Effects of chronic systemic treatment with peroxisome proliferator-activated receptor α activators on neuroinflammation induced by intracerebral injection of lipopolysaccharide in adult mice.
- Authors
- Wang, Guangming; Namura, Shobu
- Year
- 2011
- Journal
- Neuroscience research
- PMID
- 21300114
- DOI
- 10.1016/j.neures.2011.02.001
- PMCID
- PMC3092009
We examined whether chronic systemic treatment with agonists for peroxisome proliferator-activated receptor α (PPARα) influences neuroinflammation induced by lipopolysaccharide (LPS) injection into the somatosensory cortex in adult mice. Mice were pretreated with Wy-14643 or fenofibrate, both at 30 mg/kg, for 7 days. These treatment protocols increased the amount of PPARα mRNA and active form of PPARα protein in the brain. LPS injection reduced the PPARα mRNA level in the brain. On the contrary, TNFα, IL-1β, IL-6, iNOS, COX-2, ICAM-1, VCAM-1, and PECAM-1 were elevated at 6h after LPS. Wy-14643 and fenofibrate inhibited the elevations of TNFα, IL-1β, IL-6, COX-2, ICAM-1, and VCAM-1. Wy-14643, but not fenofibrate, also attenuated the iNOS elevation. At 3 days after LPS, Wy-14643 and fenofibrate showed similar inhibitions in these molecules. LPS injection also elevated IL-6 protein levels in the brain and serum at 6h, which was inhibited by fenofibrate. Histological analyses showed that Wy-14643 and fenofibrate profoundly attenuated microglia/macrophage activation, neutrophil recruitment, and neuronal injury at 3 days after LPS. These findings suggest that activation of PPARα attenuates neuroinflammation in the adult mouse brain, implicating that PPARα may be a potential therapeutic target for CNS diseases in which neuroinflammation plays a substantial role.

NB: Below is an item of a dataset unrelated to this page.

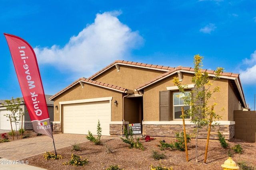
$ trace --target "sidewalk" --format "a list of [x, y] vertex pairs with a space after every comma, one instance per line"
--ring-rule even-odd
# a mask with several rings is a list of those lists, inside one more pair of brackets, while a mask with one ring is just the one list
[[[75, 142], [88, 141], [85, 135], [60, 134], [54, 134], [53, 136], [56, 150], [70, 146]], [[0, 143], [0, 169], [43, 170], [29, 165], [29, 162], [19, 160], [54, 150], [52, 139], [48, 136]]]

Photomicrographs showing Isolectin B4 staining at 3 days after LPS injection in the somatosensory cortex. LPS was at different doses: (A) 0 ng, (B) 20 ng, (C) 50 ng, and (D) 100 ng. At 20 ng, ramified microglia were mainly seen (B) while round-shape phagocytic cells were the majority at 100 ng (D). Scale bar, 250 μm (40 μm for the inlets).
LLM interpretation
This figure consists of four photomicrographs (A-D) showing Isolectin B4 staining in the somatosensory cortex following different doses of LPS injection (0 ng, 20 ng, 50 ng, and 100 ng). As the LPS dose increases, there is a visible increase in the density of stained cells, transitioning from ramified microglia at 20 ng (B) to predominantly round-shaped phagocytic cells at 100 ng (D). Each panel includes a high-magnification inlet and a scale bar (250 μm for main images, 40 μm for inlets).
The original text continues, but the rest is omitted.